Contradiction of a statement? My textbook has asked me to find the "contradiction" of a given statement but I have not learned to do such a thing and googling has not yielded in any results whatsoever. Exactly what is the contradiction of a statement and how to form it, given any statement? 
Edit: This is the problem in question:

"Write the converse, contrapositive and contradiction of the statement "If ∆ABC is right angled at B, then AB²+BC²=AC²"

The answer for the contradiction of this statement is given as 

"∆ABC is right angled at B and AB²+BC²≠AC²"

 A: What you seem to be asking, when you (your text) refers to the "contradiction" of a statement, might be better termed as the "negation" of a sentence.

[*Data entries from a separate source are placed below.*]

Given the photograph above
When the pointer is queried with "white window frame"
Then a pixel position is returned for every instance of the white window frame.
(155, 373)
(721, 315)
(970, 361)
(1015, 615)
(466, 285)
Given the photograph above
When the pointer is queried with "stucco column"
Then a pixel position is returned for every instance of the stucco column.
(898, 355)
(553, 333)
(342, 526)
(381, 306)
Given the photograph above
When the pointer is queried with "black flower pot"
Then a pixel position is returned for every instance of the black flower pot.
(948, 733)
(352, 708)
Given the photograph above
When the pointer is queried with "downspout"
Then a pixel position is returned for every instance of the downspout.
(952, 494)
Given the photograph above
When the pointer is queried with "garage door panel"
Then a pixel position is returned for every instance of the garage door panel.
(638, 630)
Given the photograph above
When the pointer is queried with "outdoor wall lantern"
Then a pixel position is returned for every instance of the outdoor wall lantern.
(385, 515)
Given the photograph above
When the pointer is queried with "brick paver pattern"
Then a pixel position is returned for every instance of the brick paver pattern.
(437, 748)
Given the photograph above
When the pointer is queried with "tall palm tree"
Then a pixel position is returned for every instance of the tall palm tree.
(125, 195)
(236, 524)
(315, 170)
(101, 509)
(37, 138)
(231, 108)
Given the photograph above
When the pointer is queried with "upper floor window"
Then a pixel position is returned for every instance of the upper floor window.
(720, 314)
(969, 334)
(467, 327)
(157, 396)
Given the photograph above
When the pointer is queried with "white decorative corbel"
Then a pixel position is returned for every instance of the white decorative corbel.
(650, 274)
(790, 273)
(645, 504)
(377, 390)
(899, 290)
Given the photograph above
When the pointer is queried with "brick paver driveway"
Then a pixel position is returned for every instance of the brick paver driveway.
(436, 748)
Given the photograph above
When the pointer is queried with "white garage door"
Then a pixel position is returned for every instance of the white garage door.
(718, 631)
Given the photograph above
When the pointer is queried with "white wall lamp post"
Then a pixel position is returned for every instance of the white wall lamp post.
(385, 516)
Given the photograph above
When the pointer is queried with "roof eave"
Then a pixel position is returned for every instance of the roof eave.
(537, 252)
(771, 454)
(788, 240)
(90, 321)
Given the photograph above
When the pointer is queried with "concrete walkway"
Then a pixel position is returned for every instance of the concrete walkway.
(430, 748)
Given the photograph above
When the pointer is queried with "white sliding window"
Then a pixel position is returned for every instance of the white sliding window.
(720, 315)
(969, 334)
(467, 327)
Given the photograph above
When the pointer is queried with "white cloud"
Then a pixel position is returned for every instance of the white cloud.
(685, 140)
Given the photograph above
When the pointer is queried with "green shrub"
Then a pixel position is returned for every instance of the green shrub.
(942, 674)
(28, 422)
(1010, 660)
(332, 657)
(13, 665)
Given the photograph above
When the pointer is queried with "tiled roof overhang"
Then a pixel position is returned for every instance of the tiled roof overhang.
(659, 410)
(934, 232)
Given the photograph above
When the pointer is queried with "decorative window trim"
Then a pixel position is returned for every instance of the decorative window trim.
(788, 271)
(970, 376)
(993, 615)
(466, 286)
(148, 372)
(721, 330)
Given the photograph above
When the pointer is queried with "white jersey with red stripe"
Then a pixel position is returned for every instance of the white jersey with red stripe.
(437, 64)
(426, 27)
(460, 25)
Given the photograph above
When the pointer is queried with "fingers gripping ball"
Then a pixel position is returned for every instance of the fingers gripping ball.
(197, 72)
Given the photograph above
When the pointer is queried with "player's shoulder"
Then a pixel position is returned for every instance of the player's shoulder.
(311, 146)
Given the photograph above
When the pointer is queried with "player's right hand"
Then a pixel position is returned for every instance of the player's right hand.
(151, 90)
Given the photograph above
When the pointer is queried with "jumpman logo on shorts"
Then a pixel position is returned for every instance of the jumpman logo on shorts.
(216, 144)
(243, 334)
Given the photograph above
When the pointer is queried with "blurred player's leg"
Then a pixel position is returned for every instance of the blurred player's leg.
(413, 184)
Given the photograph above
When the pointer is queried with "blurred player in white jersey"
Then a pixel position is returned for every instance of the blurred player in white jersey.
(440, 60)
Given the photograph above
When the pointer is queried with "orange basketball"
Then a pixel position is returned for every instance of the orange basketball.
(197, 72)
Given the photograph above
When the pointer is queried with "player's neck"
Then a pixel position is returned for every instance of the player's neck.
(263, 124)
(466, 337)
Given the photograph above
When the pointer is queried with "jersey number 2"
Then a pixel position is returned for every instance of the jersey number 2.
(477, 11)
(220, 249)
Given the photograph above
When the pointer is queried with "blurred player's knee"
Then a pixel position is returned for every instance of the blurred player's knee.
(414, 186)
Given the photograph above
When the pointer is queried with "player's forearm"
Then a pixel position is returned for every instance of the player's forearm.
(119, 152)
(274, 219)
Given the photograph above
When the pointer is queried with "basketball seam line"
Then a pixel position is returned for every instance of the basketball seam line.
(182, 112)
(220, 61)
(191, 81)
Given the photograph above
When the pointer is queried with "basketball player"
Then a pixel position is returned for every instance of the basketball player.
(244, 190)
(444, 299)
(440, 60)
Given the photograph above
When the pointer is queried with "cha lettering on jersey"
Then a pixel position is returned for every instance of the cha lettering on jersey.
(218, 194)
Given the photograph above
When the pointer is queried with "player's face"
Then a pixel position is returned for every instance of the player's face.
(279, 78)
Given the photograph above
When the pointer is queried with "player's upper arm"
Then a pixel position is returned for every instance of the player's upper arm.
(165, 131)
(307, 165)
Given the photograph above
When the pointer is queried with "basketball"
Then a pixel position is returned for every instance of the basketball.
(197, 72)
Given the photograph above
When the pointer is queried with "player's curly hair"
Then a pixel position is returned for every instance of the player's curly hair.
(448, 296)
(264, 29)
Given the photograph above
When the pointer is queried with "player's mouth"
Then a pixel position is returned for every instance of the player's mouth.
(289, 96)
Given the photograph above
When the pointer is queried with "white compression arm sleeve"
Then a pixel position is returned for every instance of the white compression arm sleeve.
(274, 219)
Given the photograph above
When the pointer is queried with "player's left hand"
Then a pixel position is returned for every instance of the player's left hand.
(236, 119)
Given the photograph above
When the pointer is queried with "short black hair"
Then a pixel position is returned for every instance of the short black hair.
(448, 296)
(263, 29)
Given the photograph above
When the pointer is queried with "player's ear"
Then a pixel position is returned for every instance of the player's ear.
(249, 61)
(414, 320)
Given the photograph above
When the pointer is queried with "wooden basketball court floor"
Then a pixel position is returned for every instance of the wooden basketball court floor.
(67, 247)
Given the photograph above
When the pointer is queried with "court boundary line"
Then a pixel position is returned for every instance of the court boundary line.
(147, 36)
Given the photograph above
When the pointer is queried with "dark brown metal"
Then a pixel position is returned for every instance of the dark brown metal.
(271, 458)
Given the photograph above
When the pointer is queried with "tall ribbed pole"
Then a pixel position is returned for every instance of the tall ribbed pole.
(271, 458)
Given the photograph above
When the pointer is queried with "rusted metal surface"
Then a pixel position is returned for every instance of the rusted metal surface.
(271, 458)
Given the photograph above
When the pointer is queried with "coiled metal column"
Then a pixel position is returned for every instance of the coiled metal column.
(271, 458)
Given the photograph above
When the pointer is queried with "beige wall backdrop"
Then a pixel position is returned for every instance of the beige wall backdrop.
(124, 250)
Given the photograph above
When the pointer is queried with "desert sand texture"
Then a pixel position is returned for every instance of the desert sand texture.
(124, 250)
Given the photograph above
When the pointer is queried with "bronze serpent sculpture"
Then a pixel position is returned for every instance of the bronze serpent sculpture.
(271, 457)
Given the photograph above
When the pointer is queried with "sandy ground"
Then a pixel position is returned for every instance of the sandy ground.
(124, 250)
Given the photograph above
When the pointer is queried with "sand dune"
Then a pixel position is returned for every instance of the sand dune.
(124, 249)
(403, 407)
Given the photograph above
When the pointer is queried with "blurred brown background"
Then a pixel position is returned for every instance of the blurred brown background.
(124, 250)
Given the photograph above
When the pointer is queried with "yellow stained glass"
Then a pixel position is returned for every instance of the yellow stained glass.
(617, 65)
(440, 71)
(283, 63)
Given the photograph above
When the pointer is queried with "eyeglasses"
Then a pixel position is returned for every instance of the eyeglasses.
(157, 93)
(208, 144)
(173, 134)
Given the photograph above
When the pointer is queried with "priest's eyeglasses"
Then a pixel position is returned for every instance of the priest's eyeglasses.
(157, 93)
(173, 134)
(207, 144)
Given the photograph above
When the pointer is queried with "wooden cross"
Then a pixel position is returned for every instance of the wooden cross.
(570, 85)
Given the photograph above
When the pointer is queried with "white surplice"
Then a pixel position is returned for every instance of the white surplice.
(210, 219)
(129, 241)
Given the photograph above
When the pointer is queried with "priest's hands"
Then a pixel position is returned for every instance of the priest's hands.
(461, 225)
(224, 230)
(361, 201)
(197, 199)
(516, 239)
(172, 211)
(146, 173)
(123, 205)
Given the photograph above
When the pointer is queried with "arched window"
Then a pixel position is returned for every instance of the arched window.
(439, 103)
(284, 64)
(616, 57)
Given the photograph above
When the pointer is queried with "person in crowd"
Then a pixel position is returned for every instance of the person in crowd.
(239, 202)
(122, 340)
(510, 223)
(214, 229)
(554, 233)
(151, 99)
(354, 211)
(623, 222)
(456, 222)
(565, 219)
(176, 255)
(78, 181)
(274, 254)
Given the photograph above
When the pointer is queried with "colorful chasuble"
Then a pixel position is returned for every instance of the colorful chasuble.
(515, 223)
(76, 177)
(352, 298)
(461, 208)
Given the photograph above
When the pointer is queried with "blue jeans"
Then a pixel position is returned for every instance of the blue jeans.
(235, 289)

For example, if person A declares $p$, another person B would be contradicting A by declaring "not $p$. That is, person B is asserting the negation of $p$.
So, we have a sentence we'll call $p$.  It's negation is simply $"\lnot p".$
So if we know that $p$ is true, its negation would be false.
If the sentence (proposition), for example, is "$x$ is an odd number", it's negation would be "it is not the case that $x$ is an odd number," or equivalently, its negation would be "$x$ is an even number."
A: a contradiction is a statement which is always false,  like P and notP.
for example if we have a<1  and we find that a>1, there is a contradiction.
a statement whis is always true is called a tautology ( tautologie in french).
for example :
the square of a real is positive.
A: Let's use formal approach.
Let $$A = \text{∆ABC is right angled at B},$$
$$B = \text{AB²+BC²=AC²}.$$
Then your first statement is $A \to B$ that is equal to $\neg A \vee B$. The contradiction (using de Morgan's theorem) is $\neg(\neg A \vee B) = A \& \neg B$. And this stands for exactly '∆ABC is right angled at B and AB²+BC²≠AC²'.
A: But the original post asked for the contradiction of a statement, not just a statement that "is" a contradiction.